Em entrevista à Rádio Paiquerê AM, Belinati disse que Santa Rosa teria exigido o valor no ano passado, em reunião na prefeitura. Como a resposta foi negativa, o vereador hoje estaria decidido pela cassação de Belinati na Comissão Processante que apura irregularidades na publicidade do Pronto Atendimento Infantil (PAI). Santa Rosa é relator da CP e o prefeito adiantou que vai entrar com um pedido de suspeição do vereador.
‘‘Vejo que o Belinati está tentando fazer chantagem para evitar que vereadores possam julgá-lo. E, como a chantagem não funciona, ele tenta mostrar isso como extorsão’’, defendeu ontem o vereador Roberto Kanashiro (PSDB). Ele revelou que há muito tempo o vereador Santa Rosa estaria se queixando da dificuldade da Rádio Norte conseguir receber dívidas da prefeitura em anúncios institucionais – como alegou o pai do vereador, Sinésio Santa Rosa, que também participou da reunião com o prefeito. ‘‘É importante não deslocar o foco das atenções: o réu hoje é Belinati, não são os vereadores.’’
A vereadora Elza Correia (PMDB) também acredita em chantagem. Ela questiona, por exemplo, o motivo de o prefeito não ter revelado as acusações contra Santa Rosa no mesmo momento em que divulgou as fitas que incriminariam Orlando Bonilha (PDT), outro membro da CP que acabou renunciando ao cargo. ‘‘É uma estratégia que mostra mais uma faceta do prefeito: ser chantagista.’’

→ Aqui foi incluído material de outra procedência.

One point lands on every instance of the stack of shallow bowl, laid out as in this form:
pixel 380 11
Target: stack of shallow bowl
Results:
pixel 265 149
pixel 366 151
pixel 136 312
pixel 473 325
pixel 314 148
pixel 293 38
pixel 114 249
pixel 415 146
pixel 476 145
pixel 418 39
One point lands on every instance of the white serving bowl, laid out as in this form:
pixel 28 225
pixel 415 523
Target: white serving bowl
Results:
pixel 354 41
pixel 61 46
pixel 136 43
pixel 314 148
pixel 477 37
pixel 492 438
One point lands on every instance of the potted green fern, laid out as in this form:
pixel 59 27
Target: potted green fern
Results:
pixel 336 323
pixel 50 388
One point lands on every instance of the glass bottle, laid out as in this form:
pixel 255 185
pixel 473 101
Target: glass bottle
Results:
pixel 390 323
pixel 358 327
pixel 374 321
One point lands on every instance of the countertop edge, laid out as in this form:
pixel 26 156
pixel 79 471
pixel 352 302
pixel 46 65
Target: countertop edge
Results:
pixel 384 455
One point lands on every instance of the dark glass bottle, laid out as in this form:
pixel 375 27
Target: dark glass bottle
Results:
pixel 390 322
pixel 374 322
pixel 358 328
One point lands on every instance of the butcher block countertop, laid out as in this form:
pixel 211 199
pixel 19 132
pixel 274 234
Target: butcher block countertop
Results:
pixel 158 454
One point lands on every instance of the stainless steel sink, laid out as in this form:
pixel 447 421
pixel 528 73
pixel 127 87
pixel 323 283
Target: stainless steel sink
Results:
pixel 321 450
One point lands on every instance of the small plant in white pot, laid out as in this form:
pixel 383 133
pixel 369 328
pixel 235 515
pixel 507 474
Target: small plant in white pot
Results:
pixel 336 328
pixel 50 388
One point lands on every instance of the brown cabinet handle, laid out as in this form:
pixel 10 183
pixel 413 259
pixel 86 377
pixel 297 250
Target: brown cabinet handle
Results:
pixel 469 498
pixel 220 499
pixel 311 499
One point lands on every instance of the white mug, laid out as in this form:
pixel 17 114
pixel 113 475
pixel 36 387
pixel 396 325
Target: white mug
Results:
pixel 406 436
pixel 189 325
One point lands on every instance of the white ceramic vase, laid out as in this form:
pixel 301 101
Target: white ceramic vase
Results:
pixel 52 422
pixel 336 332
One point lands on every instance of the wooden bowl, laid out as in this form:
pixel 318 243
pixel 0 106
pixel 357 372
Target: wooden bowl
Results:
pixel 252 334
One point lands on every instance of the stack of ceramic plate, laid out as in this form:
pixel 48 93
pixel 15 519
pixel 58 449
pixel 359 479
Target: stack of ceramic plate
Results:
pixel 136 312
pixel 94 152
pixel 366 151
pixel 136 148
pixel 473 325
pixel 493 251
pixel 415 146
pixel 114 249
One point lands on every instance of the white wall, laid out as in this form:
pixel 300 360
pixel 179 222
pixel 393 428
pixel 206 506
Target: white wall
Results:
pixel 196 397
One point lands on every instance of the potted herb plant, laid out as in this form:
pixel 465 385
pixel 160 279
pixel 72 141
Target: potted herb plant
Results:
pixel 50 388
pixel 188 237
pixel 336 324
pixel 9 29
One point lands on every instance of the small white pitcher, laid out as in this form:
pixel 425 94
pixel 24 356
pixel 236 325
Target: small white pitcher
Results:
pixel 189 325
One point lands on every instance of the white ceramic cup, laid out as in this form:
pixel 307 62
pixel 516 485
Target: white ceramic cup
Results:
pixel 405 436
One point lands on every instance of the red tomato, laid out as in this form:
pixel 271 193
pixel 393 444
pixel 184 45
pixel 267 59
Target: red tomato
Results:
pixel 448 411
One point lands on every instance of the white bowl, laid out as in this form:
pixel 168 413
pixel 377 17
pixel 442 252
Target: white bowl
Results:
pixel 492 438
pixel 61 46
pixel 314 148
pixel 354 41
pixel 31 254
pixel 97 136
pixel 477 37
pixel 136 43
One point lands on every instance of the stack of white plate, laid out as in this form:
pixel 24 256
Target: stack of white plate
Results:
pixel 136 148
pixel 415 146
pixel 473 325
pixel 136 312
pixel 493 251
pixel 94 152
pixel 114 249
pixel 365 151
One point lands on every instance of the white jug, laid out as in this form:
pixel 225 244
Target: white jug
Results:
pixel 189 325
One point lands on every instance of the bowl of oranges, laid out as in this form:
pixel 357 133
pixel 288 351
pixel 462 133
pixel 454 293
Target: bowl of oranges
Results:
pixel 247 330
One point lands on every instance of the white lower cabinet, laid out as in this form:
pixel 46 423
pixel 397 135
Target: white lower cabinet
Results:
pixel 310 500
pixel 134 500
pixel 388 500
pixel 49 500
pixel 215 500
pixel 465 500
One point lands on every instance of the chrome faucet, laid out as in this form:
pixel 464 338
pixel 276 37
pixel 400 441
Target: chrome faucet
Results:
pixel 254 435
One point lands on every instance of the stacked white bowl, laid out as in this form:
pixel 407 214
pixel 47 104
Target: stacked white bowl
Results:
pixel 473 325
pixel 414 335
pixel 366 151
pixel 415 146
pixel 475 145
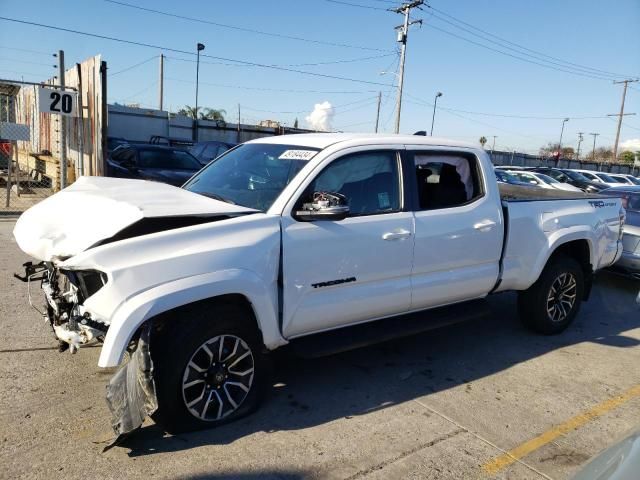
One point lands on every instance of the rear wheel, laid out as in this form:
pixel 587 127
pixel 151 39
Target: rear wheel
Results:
pixel 210 367
pixel 552 302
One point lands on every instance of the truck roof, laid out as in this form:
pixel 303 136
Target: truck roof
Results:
pixel 323 140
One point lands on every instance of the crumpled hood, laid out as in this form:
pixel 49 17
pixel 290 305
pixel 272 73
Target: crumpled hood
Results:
pixel 96 208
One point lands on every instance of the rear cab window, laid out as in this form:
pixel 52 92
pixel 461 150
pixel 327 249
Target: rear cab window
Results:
pixel 445 179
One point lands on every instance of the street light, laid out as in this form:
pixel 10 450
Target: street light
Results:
pixel 435 103
pixel 560 143
pixel 199 48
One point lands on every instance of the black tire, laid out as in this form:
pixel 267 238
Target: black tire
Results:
pixel 177 344
pixel 543 307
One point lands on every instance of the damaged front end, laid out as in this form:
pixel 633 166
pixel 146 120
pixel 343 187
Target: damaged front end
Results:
pixel 131 392
pixel 64 292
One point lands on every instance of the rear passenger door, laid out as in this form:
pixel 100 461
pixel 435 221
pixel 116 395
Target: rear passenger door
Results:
pixel 337 273
pixel 458 228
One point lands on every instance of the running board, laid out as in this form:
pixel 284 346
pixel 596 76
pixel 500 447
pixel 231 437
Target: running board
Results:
pixel 363 334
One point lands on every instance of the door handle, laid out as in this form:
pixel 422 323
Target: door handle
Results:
pixel 396 235
pixel 485 225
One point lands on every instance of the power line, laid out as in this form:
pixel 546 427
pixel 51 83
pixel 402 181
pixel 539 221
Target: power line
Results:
pixel 242 29
pixel 332 107
pixel 39 52
pixel 27 62
pixel 522 47
pixel 349 4
pixel 263 89
pixel 313 64
pixel 133 66
pixel 585 70
pixel 523 59
pixel 175 50
pixel 504 115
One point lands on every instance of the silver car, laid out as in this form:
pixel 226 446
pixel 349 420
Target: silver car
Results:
pixel 629 263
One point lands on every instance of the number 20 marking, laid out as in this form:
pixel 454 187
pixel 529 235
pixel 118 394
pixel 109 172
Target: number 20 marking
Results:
pixel 64 99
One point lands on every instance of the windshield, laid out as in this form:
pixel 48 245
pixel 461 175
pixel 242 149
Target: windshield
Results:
pixel 576 176
pixel 606 178
pixel 252 174
pixel 547 178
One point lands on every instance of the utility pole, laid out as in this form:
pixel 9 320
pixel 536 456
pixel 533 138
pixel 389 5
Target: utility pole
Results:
pixel 199 47
pixel 405 9
pixel 580 138
pixel 161 82
pixel 560 142
pixel 63 125
pixel 594 145
pixel 238 139
pixel 378 111
pixel 435 104
pixel 621 114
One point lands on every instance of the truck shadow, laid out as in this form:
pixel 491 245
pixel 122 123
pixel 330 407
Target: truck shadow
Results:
pixel 311 392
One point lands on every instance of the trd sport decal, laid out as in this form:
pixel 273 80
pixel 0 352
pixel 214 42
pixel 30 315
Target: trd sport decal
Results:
pixel 333 282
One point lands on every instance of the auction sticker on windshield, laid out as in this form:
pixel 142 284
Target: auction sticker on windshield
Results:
pixel 297 155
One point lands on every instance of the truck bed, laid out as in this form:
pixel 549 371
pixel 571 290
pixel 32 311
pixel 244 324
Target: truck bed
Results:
pixel 519 193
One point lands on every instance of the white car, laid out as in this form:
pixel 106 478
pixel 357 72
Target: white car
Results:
pixel 599 177
pixel 625 178
pixel 542 180
pixel 314 241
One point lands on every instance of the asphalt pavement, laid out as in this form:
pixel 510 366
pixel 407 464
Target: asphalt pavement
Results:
pixel 479 400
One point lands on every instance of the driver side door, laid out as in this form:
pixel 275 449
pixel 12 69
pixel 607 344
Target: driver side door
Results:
pixel 337 273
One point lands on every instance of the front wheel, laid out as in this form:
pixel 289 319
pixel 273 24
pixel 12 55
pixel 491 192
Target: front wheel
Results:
pixel 210 368
pixel 552 302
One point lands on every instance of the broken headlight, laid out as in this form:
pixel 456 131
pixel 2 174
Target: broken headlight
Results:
pixel 87 282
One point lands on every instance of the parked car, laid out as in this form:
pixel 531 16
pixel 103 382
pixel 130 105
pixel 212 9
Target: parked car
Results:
pixel 629 263
pixel 506 177
pixel 170 142
pixel 207 151
pixel 541 180
pixel 599 177
pixel 625 178
pixel 621 461
pixel 314 241
pixel 572 178
pixel 148 162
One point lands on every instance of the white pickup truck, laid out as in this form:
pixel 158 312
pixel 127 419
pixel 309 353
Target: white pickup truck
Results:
pixel 321 242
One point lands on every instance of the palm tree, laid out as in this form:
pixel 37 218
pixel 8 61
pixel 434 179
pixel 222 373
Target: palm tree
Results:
pixel 217 115
pixel 188 111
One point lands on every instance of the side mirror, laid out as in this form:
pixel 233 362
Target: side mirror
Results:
pixel 129 165
pixel 325 206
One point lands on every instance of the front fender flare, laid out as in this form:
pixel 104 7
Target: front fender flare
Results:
pixel 136 310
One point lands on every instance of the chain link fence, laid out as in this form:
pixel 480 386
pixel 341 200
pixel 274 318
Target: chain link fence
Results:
pixel 23 178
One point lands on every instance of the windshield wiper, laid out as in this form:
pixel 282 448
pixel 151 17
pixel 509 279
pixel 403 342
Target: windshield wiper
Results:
pixel 215 196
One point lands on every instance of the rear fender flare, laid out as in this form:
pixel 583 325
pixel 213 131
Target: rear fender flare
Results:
pixel 145 305
pixel 556 240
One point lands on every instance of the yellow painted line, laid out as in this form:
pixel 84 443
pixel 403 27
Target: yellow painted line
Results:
pixel 503 461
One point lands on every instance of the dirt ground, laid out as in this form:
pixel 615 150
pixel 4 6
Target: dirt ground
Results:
pixel 447 404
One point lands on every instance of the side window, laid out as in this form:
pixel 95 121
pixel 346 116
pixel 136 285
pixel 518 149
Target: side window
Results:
pixel 211 151
pixel 127 155
pixel 446 180
pixel 369 180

Integrantes da campanha ‘‘Pés Vermelhos, Mãos Limpas’’, que pede a apuração rigorosa das denúncias de corrupção em Londrina, tem a mesma avaliação. ‘‘Primeiro foi o Bonilha, agora o Santa Rosa, depois pode ser o Osvaldo Bergamin (PMDB, presidente da CP)’’, observou padre Manoel Joaquim, assessor de comunicação da Arquidiocese de Londrina. ‘‘Se as acusações tivessem sido feitas no ato, teriam legitimidade. Mas, ao que parece, é apenas revanche’’, completou.
Padre Manoel também entende que as acusações de Belinati fazem parte de uma estratégia para impedir os trabalhos da CP. ‘‘Mas eu já disse uma vez: o impacto dessas acusações fica cada vez mais diluído. Hoje não há motivo para interromper a investigação na Câmara.’’
O prefeito Antonio Belinati foi novamente procurado ontem para falar sobre o assunto, por meio da assessoria de imprensa, mas não foi localizado.